"On ne peut pas condamner un système, mais on peut juger ceux qui l'ont incarné" : au dernier jour du procès d'anciens cadres d'Ubisoft, un réquisitoire sans appel
Trois anciens responsables du géant français du jeu vidéo étaient jugés depuis lundi pour harcèlement moral et sexuel. A l'issue de quatre jours de procès, le procureur a requis jeudi des peines allant jusqu'à trois ans d'emprisonnement avec sursis contre les trois prévenus.
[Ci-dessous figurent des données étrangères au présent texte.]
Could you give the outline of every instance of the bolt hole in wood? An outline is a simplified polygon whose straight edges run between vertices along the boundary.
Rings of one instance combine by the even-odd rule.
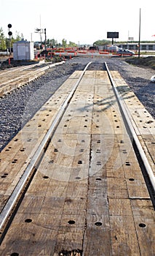
[[[100,227],[100,226],[102,226],[102,222],[95,222],[95,226],[97,226],[97,227]]]
[[[31,223],[31,222],[32,222],[32,219],[25,219],[25,222]]]
[[[76,179],[80,179],[81,177],[76,177],[75,178],[76,178]]]
[[[46,179],[46,178],[49,178],[49,176],[43,176],[43,178]]]
[[[139,226],[140,226],[140,227],[146,227],[146,225],[145,223],[140,223]]]
[[[4,173],[4,175],[2,175],[2,176],[1,176],[1,178],[6,178],[7,176],[8,176],[8,173]]]
[[[130,165],[130,165],[130,162],[127,162],[127,162],[125,162],[125,165],[130,166]]]
[[[55,148],[54,149],[54,152],[58,152],[58,149],[57,148]]]
[[[12,161],[12,164],[15,164],[17,162],[17,159],[14,159],[13,161]]]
"Le harcèlement n'est pas seulement une dégradation des conditions de travail : c'est aussi une atteinte à la dignité." Il est un peu plus de 14 heures, jeudi 5 juin, quand le procureur Antoine Haushalter, visage fermé, cheveux bruns soigneusement coupés, entame son réquisitoire devant le tribunal judiciaire de Bobigny (Seine-Saint-Denis). Au quatrième et dernier jour du procès de Thomas François, Serge Hascoët et Guillaume Patrux, jugés pour "harcèlement moral et sexuel", ce n'est pas un plaidoyer flamboyant qu'il va livrer. C'est une démonstration méthodique de ce qu'il nomme "un climat délétère", au sein d'un des fleurons de l'industrie française du jeu vidéo : Ubisoft.
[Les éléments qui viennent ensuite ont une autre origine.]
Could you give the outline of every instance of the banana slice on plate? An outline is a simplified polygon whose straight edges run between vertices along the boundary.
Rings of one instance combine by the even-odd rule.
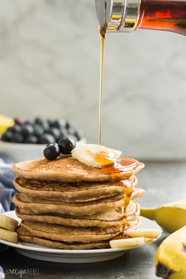
[[[0,228],[0,239],[10,242],[17,242],[17,233]]]
[[[157,238],[162,232],[161,230],[153,229],[131,230],[127,232],[127,234],[133,237],[144,237],[150,238]]]
[[[95,160],[95,156],[98,154],[98,144],[82,144],[77,146],[73,149],[71,153],[73,157],[81,163],[89,166],[101,168],[102,166]],[[121,151],[108,148],[101,145],[100,152],[102,156],[108,157],[114,160],[119,158],[122,154]]]
[[[14,231],[19,225],[19,222],[15,219],[0,214],[0,228]]]
[[[145,237],[141,237],[111,240],[110,245],[111,248],[129,248],[144,244],[145,242]]]

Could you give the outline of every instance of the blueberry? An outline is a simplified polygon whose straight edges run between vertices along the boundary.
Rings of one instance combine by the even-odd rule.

Pendant près de deux heures, il s'applique à défendre "les poursuites visant explicitement des formes de harcèlement collectif". Pour lui, il ne faut pas analyser le cas de chaque victime isolément, "mais la répétition des comportements à l'égard du groupe". Il justifie ainsi longuement ses choix de poursuites et les "limites" de ce procès.
"Des faits hallucinants"
"Certains faits évoqués lors des débats ne s'inscrivent pas dans le périmètre de cette procédure", martèle le procureur, en réponse aux critiques des parties civiles qui réclamaient qu'Ubisoft en tant qu'entité ainsi qu'une responsable des ressources humaines et qu'Yves Guillemot, le PDG, soient appelés à la barre. Ils feront "l'objet d'une citation directe dans les semaines à venir", avait promis quelques heures plus tôt Maude Beckers, l'avocate de cinq victimes.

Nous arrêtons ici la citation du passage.